Rede -
De Rede is myn godin. Waar ik haar zie miskennen, bloedt my het hart.
Niets natuurlyker alzo, dan dat ik alles haat wat tot die miskenning aanleiding geeft, of daartoe meewerkt. Onder de bondgenoten van redeloze Ongodsdienstigheid vinden we steeds in de voorste gelederen: fraze, spreekwoord, zegswys, manier van spreken, dicton, citaat, zaag en deun... altemaal adjudanten van den leugenduivel, misbruik van het Woord - van den Logos -, zonden tegen den H. Geest der Waarheid, Godslastering.
Titelprent van Wolffs
Redenkundige bedenkingen (1741) (coll. ub)

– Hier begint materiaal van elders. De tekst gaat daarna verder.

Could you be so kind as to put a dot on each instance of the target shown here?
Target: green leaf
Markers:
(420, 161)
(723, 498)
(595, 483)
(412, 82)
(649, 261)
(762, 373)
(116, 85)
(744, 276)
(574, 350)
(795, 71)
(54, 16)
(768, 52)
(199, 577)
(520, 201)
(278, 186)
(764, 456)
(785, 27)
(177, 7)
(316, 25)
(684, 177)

Het eerste woord waarmee de eerste misdadiger den eersten doodslag trachtte te vergoelyken, was... een praatje.
- Ben ik myns broeders hoeder? vroeg Kaïn.
- Neen, had God kunnen antwoorden, maar die ambteloosheid gaf je geen recht dien broeder dood te slaan.
of:
- Niet dáárover loopt onze kwestie. De bedoeling van m'n vraag is, óf je hem doodsloeg, en met welk recht?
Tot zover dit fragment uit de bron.